Mehr Aufmerksamkeit für „schwierige“ und „gestrandete“ Jugendliche forderten Experten bei einem Impulstag auf dem Donaudampfschiff Schönbrunn am Freitag der Vorwoche. Anlass für den Impulstag: Die „ARGE Noah“ feierte 20 Jahre ihres Bestehens. Die Einrichtung der Diakonie Österreich am Zentrum Spattstraße in Linz bietet seit 20 Jahren Jugendlichen die oft letzte Chance, im Leben doch noch Fuß zu fassen. Zwei Jugendwohngemeinschaften in Kronstorf und Strengberg sowie das „Therapieschiff“ Noah stehen dafür zur Verfügung. Auf dem Segelschiff Noah lernen Jugendliche bei Segelfahrten durch das Mittelmeer, Verantwortung zu übernehmen – mit erstaunlichen Erfolgen.
Die intensiven Erfahrungen dabei, das Aufeinander-angewiesen-Sein, lassen Jugendliche Fuß fassen im Leben. Viele, die bei „ARGE Noah“ an Bord waren, waren am Samstag, 4. Oktober auch auf der Schönbrunn mit an Bord, als das Jubiläum gefeiert wurde. „Alle, die bei diesen Projekten dabei waren, haben davon profitiert“, erzählt Noah-Leiter Herbert Siegrist.
Viele Erwachsene bringen kein Verständnis auf, „dass Jugendliche sich völlig normal benehmen, wenn sie sich daneben benehmen“, meint Siegrist. „Die Stimmung gegen die Jugend wächst“, meint etwa der Linzer Jugendpsychologe Primarius Dr. Werner Gerstl.
Verständnis von der Öffentlichkeit einerseits, aber auch genügend finanzielle Mittel fordern die Experten. „Billigen“ Therapieformen würde heute vermehrt der Vorzug eingeräumt, bedauert Siegrist.
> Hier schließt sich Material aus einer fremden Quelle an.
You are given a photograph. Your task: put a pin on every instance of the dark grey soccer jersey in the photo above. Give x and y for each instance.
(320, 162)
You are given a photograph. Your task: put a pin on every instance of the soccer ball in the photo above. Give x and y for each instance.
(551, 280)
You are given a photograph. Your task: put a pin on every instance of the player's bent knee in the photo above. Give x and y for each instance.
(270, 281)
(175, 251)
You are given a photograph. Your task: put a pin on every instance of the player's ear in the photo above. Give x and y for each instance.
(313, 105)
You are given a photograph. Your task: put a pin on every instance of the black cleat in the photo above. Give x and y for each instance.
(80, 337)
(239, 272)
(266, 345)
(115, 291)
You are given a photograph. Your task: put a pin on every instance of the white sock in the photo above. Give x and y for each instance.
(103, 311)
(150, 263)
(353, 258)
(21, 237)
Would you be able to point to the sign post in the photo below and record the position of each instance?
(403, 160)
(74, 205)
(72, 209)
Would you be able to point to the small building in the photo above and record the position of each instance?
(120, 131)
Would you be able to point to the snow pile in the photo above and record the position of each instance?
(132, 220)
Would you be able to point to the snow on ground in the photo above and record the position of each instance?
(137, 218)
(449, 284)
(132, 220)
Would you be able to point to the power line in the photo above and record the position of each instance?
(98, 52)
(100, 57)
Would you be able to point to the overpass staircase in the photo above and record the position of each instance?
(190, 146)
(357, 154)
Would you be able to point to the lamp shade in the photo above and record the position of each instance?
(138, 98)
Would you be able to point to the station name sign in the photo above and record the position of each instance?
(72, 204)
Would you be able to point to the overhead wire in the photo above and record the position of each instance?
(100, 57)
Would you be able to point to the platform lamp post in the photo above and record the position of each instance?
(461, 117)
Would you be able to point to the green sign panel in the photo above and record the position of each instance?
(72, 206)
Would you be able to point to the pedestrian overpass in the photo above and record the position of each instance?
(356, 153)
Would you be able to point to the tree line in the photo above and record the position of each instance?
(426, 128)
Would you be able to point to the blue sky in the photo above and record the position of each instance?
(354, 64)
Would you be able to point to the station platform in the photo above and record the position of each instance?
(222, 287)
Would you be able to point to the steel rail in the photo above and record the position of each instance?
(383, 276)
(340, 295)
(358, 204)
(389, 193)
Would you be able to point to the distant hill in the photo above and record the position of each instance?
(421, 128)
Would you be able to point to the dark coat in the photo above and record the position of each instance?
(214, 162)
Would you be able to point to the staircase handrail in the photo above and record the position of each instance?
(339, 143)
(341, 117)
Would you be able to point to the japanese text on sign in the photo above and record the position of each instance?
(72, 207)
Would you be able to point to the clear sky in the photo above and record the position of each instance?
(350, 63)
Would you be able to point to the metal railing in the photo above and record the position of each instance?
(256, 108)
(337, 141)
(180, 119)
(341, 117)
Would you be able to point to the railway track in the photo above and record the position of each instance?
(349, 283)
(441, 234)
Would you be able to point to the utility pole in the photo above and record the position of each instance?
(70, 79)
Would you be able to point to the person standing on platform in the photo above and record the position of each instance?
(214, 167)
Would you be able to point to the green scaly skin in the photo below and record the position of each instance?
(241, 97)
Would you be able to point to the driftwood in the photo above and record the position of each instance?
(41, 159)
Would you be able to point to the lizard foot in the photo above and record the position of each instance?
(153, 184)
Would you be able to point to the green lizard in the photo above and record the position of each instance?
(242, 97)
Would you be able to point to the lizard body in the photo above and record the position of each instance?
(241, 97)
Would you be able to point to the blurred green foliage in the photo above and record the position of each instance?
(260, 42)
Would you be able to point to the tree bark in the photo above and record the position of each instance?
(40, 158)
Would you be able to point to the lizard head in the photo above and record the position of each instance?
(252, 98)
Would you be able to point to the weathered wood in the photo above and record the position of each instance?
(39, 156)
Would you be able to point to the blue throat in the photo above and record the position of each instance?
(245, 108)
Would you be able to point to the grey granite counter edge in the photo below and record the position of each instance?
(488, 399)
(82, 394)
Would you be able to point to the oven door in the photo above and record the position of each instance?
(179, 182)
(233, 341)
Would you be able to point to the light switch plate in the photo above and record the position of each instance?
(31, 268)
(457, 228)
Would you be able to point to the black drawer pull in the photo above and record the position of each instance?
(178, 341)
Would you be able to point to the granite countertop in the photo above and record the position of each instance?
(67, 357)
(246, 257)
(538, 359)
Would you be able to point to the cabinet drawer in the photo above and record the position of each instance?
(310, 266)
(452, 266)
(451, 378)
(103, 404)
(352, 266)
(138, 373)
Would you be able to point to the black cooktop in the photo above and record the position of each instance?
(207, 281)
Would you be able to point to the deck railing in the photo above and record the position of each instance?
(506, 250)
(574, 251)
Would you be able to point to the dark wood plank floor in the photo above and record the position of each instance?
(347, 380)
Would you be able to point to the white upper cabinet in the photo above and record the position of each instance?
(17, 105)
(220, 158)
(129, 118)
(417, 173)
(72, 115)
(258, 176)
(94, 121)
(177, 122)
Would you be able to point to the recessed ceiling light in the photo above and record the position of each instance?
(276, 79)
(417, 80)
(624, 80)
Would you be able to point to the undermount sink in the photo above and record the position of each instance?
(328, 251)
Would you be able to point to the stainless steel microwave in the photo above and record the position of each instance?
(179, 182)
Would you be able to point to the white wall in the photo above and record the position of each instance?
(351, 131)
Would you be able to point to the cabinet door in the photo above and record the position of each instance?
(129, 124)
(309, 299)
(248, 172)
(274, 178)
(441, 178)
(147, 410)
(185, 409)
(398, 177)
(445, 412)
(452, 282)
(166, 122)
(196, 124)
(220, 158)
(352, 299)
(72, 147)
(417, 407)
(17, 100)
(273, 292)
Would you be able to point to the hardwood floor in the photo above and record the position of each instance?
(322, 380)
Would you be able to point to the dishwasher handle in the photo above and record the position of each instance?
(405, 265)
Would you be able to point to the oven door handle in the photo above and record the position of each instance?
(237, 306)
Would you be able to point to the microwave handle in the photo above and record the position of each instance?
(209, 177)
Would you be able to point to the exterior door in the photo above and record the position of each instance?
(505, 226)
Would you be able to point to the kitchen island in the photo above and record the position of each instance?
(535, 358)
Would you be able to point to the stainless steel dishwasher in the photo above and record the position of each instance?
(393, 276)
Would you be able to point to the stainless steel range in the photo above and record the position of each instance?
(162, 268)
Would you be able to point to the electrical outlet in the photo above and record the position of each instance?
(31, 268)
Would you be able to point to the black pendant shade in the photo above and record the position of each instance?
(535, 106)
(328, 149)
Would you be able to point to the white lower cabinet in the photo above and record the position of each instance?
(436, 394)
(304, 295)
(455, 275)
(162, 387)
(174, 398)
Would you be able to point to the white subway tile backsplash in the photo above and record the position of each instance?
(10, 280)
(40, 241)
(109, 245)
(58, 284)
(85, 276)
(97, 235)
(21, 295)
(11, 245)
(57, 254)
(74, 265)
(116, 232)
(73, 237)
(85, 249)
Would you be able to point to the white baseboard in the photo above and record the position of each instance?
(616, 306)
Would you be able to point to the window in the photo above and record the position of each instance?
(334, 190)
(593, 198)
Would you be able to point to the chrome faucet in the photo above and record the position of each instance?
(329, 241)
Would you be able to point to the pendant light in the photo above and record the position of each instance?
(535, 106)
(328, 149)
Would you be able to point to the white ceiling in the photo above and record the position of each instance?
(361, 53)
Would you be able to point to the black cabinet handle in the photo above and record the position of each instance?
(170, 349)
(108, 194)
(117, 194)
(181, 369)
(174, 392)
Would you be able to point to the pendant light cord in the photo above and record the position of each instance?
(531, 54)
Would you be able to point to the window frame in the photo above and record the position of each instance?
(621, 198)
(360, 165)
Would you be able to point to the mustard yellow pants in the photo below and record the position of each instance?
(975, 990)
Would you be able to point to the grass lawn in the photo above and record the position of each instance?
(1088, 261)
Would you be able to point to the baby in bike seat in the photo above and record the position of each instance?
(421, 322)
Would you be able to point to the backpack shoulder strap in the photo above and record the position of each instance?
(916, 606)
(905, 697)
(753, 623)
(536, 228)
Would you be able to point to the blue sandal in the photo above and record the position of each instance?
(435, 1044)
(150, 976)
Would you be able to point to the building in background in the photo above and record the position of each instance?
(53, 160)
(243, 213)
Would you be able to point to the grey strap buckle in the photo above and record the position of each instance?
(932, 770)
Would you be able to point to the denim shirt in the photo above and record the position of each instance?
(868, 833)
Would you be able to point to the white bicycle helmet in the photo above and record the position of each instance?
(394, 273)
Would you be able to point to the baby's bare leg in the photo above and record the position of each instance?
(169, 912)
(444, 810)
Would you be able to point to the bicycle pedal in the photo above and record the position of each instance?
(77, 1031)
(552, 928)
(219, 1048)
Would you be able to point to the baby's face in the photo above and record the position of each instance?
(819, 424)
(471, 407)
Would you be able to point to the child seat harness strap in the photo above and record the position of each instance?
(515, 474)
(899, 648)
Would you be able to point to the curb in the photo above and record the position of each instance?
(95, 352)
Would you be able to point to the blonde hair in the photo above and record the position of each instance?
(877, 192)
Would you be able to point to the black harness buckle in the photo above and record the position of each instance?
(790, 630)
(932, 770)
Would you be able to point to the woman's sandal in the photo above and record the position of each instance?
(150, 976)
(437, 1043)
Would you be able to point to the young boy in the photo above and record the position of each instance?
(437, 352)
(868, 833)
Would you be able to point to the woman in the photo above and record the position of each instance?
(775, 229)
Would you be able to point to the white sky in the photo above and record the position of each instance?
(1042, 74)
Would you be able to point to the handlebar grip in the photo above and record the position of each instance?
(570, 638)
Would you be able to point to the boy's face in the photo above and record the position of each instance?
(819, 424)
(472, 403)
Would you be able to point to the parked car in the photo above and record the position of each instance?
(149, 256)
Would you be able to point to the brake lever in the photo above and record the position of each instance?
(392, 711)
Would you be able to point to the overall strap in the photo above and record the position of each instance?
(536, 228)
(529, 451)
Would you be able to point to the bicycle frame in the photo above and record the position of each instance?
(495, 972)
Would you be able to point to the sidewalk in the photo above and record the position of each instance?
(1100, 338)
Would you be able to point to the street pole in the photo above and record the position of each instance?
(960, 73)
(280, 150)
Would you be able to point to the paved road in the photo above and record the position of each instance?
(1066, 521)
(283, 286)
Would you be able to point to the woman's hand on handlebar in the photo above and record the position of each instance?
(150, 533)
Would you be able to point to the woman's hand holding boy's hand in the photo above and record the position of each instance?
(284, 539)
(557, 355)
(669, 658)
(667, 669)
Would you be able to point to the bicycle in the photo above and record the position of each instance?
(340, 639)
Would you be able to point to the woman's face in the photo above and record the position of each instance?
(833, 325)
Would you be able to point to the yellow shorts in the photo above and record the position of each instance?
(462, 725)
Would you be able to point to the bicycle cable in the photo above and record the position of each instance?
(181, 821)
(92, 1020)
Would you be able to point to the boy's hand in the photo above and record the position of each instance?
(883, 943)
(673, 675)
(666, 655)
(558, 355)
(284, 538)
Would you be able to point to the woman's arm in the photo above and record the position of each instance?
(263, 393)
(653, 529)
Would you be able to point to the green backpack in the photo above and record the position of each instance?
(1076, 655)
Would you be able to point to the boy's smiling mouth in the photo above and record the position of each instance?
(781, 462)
Die Folge: Greifen sie nicht, landen Jugendliche auf der Straße. Beim Studientag stand die Forderung nach einer Clearingstelle im Zentrum. Eine solche Stelle sollte von der Jugendwohlfahrt und von sozialpädagogischen Einrichtungen unabhängig sein und Jugendlichen helfen, ihre Chancen zu verbessern.